Eppure non si riusciva a immaginare niente di più elementare di un frammento scheletrico d’informazione genetica avvolto in un piccolo guscio proteico, un virus appunto. Difficile pensare a un nemico, per quanto elementare, senza informazione genetica, privo cioè delle istruzioni per fabbricare qualcosa di “velenoso” per le cellule che, iniziando come parassita, possa poi riprodursi.

E invece proprio di questo scrisse nel 1982 il quarantenne Stanley Prusiner sulle colonne di Science. Bisogna partire da due osservazioni elementari, sosteneva il virologo dell’università di Barkeley sempre riferendosi alle quattro malattie “orfane di virus”: il materiale infetto diventa innocuo se è trattato con sostanze che distruggono le proteine, mentre resta infettante se lo si mette a contatto con altre che distruggono il Dna o l’Rna, i portatori dell’informazione genetica. Che vuol dire? Che le malattie in questione sono dovute a particelle infettanti solo proteiche. Prusiner propose di chiamarle prioni. Sono loro il nuovo tipo di agente infettante ipotizzato 10 anni prima?

A qualcuno più che un’idea rivoluzionaria sembrava un’eresia. Non solo. Quando Prusiner riassunse le sue idee nel 1987 sulle colonne del New England Journal of Medicine, da Harvad arrivarono parole di prudenza se non addirittura di delegittimazione. “I prioni”, si chiedeva Bernard Fields nell’editoriale “Powerful prions”? della stessa rivista, “sono la causa dello scrapie o materiale prodotto nei tessuti per effetto della malattia”, dovuta invece a chissà cosa? Certo, aggiungeva, questi bastoncelli proteici sono utili per studiare malattie come quella di Jakob-Creutzfeldt o il kuru, ma – per favore – che abbiano a che fare con l’invecchiamento o la malattia di Alzheimer ”è qualcosa che appartiene in gran misura al regno della fantascienza”. In Italia pochi anni dopo ritornarono parole analoghe. “Ci sembra prematuro fantasticare eresie biologiche per spiegare le caratteristiche di questo agente infettante” scrivevano nel 1985 Maurizio Pocchiari e Carlo Masullo, virologi dell’Istituto Superiore di Sanità, su un quaderno de le Scienze, a commento di un articolo di Prusiner sui prioni. “Il termine prioni”, osservavano, chissà oggi con quanto rammarico, ”è a nostro avviso inesatto. E l’inesattezza ha creato tra quanti non seguono da vicino lo svolgersi delle ricerche l’idea non corretta che le malattie in questione siano dovute a un agente infettante proteico, privo di acidi nucleici”.

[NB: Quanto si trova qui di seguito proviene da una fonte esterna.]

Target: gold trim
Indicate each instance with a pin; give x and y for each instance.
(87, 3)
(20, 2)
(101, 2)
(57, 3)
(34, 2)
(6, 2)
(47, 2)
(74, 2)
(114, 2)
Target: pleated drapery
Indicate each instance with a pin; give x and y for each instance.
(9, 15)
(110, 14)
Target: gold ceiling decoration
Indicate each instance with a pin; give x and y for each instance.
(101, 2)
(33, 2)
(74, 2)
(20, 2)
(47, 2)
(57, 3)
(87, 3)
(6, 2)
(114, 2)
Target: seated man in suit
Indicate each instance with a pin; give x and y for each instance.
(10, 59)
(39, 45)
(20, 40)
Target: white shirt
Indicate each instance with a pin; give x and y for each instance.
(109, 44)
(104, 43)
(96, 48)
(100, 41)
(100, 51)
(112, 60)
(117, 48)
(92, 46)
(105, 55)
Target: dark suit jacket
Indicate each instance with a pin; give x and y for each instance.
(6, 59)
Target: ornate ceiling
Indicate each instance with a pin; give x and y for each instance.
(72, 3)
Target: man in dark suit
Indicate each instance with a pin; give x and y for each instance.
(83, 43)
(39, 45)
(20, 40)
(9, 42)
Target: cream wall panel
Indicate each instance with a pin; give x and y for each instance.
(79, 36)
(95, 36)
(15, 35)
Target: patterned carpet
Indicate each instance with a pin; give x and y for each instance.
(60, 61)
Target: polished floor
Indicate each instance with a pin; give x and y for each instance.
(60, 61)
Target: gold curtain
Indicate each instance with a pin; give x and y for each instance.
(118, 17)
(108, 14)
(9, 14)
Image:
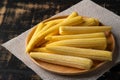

Negli anni Novanta, le fila dei convertiti all’idea dei prioni si sono allargate molto, ma con innumerevoli e significative assenze. Così mentre molte riviste corteggiavano Prisiner per avere qualche cartella su questa New Age virologica, irriducibili come il Nobel Carleton Gajdusek, noto per le sue ricerche sul kuru, si ostinavano a parlare di virus non convenzionali e a considerare quella di prioni un’ipotesi. Un’ipotesi tutta da verificare. Molti commenti sono stati sino a poco tempo fa del genere ”è un’ipotesi clamorosa. Così clamorosa che da qualche parte ci dev’essere un errore”. Non sappiamo se sia effettivamente così. Forse Prusiner apre la sequenza dei Nobel prematuri. Intanto le sue idee hanno convinto l’Accademie delle scienze di Stoccolma.